Você reuniu uma base de dados bastante ampla nas duas regiões. Como foi esse processo? Quais foram as principais dificuldades?

Busquei entender os mercados regionais usando dados oficiais do Ministério das Comunicações e dados da Associação Nacional de Jornais (ANJ). No Ministério das Comunicações, consegui o número de emissoras de rádios, TV e retransmissoras de TV de cada estado. Em 2011, o órgão lançou a lista de sócios de outorgas de radiodifusão no país, por meio dela foi possível mapear os políticos “donos de mídias”. As informações sobre os números de jornais foram mais difíceis de conseguir, pois os dados não são gerais. Pesquisando as emissoras afiliadas às redes nacionais nos estados, percebi que não havia uma transparência neste elo com grupos nacionais. As empresas nacionais precisam de parceiras locais para levar o sinal a todo o país, mas regionalmente os afiliados muitas vezes não têm site, não divulgam a grade de programação. Tive que fazer uma verdadeira investigação para descobrir programas locais, no Youtube e Facebook, por exemplo, e também saber quais eram os donos das empresas afiliadas. A principal dificuldade foi essa, conseguir informações dos mercados menores, no interior do Brasil. Essas empresas afiliadas deveriam ter sites e prestar informações sobre o uso que fazem das concessões de radiodifusão, que afinal de contas, são públicas.

O que mais te surpreendeu ao analisar os dados?

A quantidade de políticos donos de mídia e o uso desses canais de comunicação massivos para se perpetuar no poder, regionalmente, e ter influência política regional e nacional foi o que mais chamou atenção. Identifiquei 34 políticos ligados a 26 grupos de mídia nos sete estados do Norte. No Sul, localizei 56 políticos ligados a 41 grupos, nos três estados. Muitos são eleitos consecutivamente, têm programas em suas mídias e ainda conseguem transferir essa influência a familiares. Agora mesmo eles estão representando os seus respectivos estados e atuando pelos seus interesses, como na Comissão de Ciência, Tecnologia, Comunicação e Informática (CCTCI). Também observei que todos os políticos donos de mídia votaram pelo golpe que retirou a presidente Dilma do cargo.

Como você analisa o impacto dessa concentração midiática e seu uso político para a consolidação da democracia no Brasil?

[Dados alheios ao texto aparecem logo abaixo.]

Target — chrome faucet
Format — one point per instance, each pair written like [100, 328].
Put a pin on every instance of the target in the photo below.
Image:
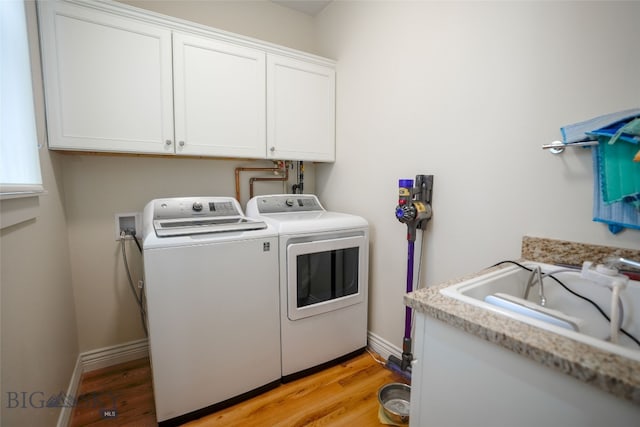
[614, 262]
[535, 276]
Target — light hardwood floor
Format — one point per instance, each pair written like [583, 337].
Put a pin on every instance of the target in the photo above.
[344, 395]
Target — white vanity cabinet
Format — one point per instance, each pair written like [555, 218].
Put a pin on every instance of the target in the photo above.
[219, 98]
[300, 110]
[120, 79]
[107, 81]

A concentração prejudica diretamente o nosso direito à informação e à comunicação, assegurados constitucionalmente. Saindo dos eixos urbanos, conectados à internet, vamos ter comunidades informadas diretamente e quase exclusivamente pelas mídias massivas mais tradicionais, ou seja, TV e rádio. Para piorar, nem todos os estados têm um mercado de jornais consolidado, há regiões com poucos jornais e muitos deles também são controlados por políticos. Esse cenário de controle, infelizmente, faz parte da realidade de muitas pessoas, em todo o país. Não é uma realidade apenas de cidades menores, mas de várias capitais. Temos um mercado de mídia concentrado em poucos grupos e um forte controle de mídia por políticos. Há pouca valorização de estratégias alternativas, a exemplo da mídia comunitária.

Às vésperas do julgamento no TSE, o presidente Michel Temer mandou acelerar propostas de concessões, sendo que muitas delas haviam sido solicitadas por aliados do governo. O que isso revela sobre o uso das concessões como instrumento político?

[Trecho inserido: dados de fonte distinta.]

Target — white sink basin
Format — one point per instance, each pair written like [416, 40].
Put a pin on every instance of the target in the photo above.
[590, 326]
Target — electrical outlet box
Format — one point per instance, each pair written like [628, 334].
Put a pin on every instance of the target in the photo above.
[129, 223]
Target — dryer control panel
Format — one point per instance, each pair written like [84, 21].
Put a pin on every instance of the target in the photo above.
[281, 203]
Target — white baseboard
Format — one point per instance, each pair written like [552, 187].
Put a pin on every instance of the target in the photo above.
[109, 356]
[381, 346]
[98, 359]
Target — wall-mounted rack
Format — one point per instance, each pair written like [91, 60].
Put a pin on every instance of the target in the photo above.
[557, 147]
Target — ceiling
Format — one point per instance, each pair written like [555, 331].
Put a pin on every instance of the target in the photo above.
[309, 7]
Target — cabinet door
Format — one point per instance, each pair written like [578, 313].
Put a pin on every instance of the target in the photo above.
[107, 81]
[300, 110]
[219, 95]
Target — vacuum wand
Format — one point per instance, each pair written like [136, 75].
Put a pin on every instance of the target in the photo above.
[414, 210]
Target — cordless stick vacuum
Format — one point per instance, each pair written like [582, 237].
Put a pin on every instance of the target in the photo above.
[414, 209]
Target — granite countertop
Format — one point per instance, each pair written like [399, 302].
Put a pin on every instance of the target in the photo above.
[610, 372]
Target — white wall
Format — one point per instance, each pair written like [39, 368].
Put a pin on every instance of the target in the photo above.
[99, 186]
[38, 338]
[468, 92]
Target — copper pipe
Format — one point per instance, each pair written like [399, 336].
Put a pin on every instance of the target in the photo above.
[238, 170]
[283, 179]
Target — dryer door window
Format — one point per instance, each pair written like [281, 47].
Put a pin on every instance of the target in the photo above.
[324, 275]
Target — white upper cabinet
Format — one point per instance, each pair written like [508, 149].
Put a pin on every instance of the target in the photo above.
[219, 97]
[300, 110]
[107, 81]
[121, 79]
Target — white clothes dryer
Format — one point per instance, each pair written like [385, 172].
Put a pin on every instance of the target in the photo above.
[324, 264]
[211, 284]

Isso expõe que as concessões são estratégicas para manutenção e fortalecimento de grupos políticos. Com mídias próprias, os políticos utilizam esses espaços para autopromoção e também para dar visibilidade a membros da sua família. Fortalecem seus grupos políticos e “atacam” os adversários em um espaço local. Imagina como deve ser concorrer com o grupo do senador Davi Alcolumbre (DEM), no Amapá? Ele é sobrinho do grupo de mídia que controla três emissoras de TV afiliadas às redes Record, Band e SBT. Até 2002, menos de 5% da população do Norte tinha acesso à rede de computadores (internet). Dez anos depois, esse índice oscila em 30%, dependendo da região, segundo dados do IBGE. A família do senador também edita um jornal gratuito que divulga ações de Davi em Brasília. Em pouco mais de uma década, ele passou de vereador para senador: em 2000, foi vereador, com 2.317 votos, depois teve três mandatos como deputado federal e, em 2014, foi eleito senador, com 131 mil votos. As mídias não foram o único fator, mas tiveram participação expressiva. Romero Jucá (PMDB) tem um grupo de mídia em Roraima, com cerca de 14 concessões de rádio e TV. Ele é senador por Roraima desde 1995 e tem ocupado cargos estratégicos em todos os governos desde então. A família Jucá controla afiliadas às redes Band e Record, além de rádios e sites. Sua ex-mulher, Teresa Jucá, foi deputada federal no estado e há seis mandatos é prefeita da capital, Boa Vista. O filho do casal, Rodrigo Jucá, também já foi deputado estadual.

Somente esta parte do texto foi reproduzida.